Member of the New Mexico House of Representatives from the 46th district
- Incumbent
- Assumed office January 15, 2019
- Preceded by: Carl Trujillo

Personal details
- Born: Santa Fe, New Mexico, U.S.
- Party: Democratic
- Education: Stanford University (BA); University of New Mexico School of Law (JD)

= Andrea Romero =

American politician

Andrea Romero is an American politician, lawyer, and entrepreneur serving as a member of the New Mexico House of Representatives from the 46th district, which includes part of Santa Fe County.

== Early life and education ==
Romero was born and raised in Santa Fe, New Mexico and Española, New Mexico. Romero earned a Bachelor of Arts degree in political science from Stanford University and a J.D. from the University of New Mexico School of Law.

== Career ==
Romero returned to New Mexico after working in Mozambique and Washington, DC she started her own management consulting firm and established Tall Foods (now Flobiotik Foods), a food startup that produces probiotics through eggs. Romero owns the patent in probiotic eggs. She works as an entrepreneur, lawyer, and management consultant with for- and non-profits.

Romero defeated incumbent Democrat Carl Trujillo for her House seat and took office on January 15, 2019. Romero is a progressive Democrat, having supported gun safety, climate change efforts, cannabis legalization and expungement, abortion and transgender rights, immigrant rights, and survivors of sexual violence. Since 2018, Romero has campaigned on a gun safety platform, gaining the endorsements of Everytown for Gun Safety and Giffords.
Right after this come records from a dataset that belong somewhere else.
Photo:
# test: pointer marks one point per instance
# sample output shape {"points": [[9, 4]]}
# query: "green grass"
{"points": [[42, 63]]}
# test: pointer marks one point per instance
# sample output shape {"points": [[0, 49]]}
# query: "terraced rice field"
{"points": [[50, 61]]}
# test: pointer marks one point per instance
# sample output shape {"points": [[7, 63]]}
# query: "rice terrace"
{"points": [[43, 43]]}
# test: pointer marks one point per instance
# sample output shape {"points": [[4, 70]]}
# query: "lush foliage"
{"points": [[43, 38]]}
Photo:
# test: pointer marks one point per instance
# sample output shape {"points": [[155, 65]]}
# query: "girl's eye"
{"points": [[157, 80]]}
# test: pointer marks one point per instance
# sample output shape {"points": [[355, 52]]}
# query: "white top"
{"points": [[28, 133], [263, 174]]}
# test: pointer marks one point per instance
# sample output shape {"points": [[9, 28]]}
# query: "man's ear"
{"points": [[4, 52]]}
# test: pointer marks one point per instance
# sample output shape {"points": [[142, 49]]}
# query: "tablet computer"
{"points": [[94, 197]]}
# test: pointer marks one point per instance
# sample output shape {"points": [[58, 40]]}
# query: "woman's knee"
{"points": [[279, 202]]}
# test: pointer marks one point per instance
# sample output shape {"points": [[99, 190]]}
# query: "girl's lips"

Governor Michelle Lujan Grisham called legislators into a special session in 2021, where Romero sponsored cannabis expungement laws and co-sponsored recreational legalization. In 2022, she sponsored a ban on assault weapons and a waiting period for gun purchases.

While she was a candidate for the 2018 election, Romero was criticized for travel expense reimbursements for purchasing baseball tickets and alcoholic beverages. Then-state auditor, Wayne Johnson, released the results of an audit on the company, which revealed that Romero had not acted improperly and she was defended by then House Speaker Brian Egolf.

As a climate advocate, Romero has co-sponsored state legislation to advance renewable energy and protect New Mexico's limited clean water supplies. Internationally, she participated in the UN Climate Change Conferences, COP29 (Baku, Azerbaijan) and COP30 (Belem, Brazil), representing Elected Officials to Protect America and advancing energy security plans for war-torn Ukraine.

In February 2026, Romero gained prominence as the chair of the so-called Epstein Truth Commission to investigate sex-trafficking accusations about Jeffrey Epstein and his Zorro Ranch property in rural Santa Fe County.